BYU mathletes Sam Dittmer, Hiram Golze and Robert Yang have dominated in recent competitions. They crushed the University of Utah 159-70 last fall and placed third in a national competition where they beat competitors from Duke, Yale and Vanderbilt, according to a university press release.
Now the three are anticipating the results of math's own version of March Madness, the William Lowell Putnam Mathematical Competition, comprised of a six-hour contest between more than 400 universities.
Things are looking good for the team. Last year Golze, Yang and the now-graduated Michael Griffin made it to the Sweet 16 — a feat not realized since 1979. In 2009, Dittmer helped the team to the Top 25 in the Putnam. Now he's back from his two-year LDS mission in Albania to lead the team to victory.

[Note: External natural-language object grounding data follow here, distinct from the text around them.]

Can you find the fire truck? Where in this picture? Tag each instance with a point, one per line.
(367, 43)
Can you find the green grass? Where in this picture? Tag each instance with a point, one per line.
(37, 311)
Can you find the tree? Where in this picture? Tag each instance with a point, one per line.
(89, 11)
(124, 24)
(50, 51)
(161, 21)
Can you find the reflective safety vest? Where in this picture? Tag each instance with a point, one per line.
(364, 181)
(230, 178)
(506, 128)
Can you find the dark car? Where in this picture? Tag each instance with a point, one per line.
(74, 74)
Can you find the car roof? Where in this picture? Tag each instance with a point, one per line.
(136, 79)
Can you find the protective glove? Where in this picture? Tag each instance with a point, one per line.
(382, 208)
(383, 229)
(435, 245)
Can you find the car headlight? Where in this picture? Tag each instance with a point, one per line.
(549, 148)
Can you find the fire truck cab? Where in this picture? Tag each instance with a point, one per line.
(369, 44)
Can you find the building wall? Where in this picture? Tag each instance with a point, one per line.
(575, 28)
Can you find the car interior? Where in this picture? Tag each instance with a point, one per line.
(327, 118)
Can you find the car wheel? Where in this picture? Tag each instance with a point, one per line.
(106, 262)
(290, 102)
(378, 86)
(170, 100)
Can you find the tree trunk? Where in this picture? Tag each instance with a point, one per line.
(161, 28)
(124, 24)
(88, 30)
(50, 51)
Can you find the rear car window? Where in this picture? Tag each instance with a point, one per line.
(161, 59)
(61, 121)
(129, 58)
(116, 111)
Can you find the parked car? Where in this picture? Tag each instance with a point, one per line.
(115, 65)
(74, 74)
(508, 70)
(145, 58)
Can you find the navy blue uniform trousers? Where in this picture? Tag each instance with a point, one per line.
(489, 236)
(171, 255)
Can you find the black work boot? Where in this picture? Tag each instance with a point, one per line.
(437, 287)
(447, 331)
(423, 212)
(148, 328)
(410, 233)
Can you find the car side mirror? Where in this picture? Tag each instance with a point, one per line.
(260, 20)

The video also highlights Dittmer's history, with a scene of Dittmer seated behind a table with baseball caps from MIT, Stanford and BYU.
"Took his talents to Provo over Stanford and MIT," said the lyrics. "His range of integers goes to infinity."
Dittmer picks the BYU hat and flips the table over on the video, referring to his pick in 2008 to go to BYU although he had as much as a $25,000 offer from Stanford.
The video also scored a mention on the Washington Post blog, Campus Overload.
"Having a powerhouse sports team has been a way for the university, which is owned by The Church of Jesus Christ of Latter-day Saints, to show the world that it has a lively student culture on campus — even if it is a counter-cultural one mostly lacking caffeine, booze, pot and one-night-stands," wrote blogger Jenna Johnson. "And so it’s no surprise the university is using that athletic reputation to show off its academic accomplishments and recruit future math whizzes."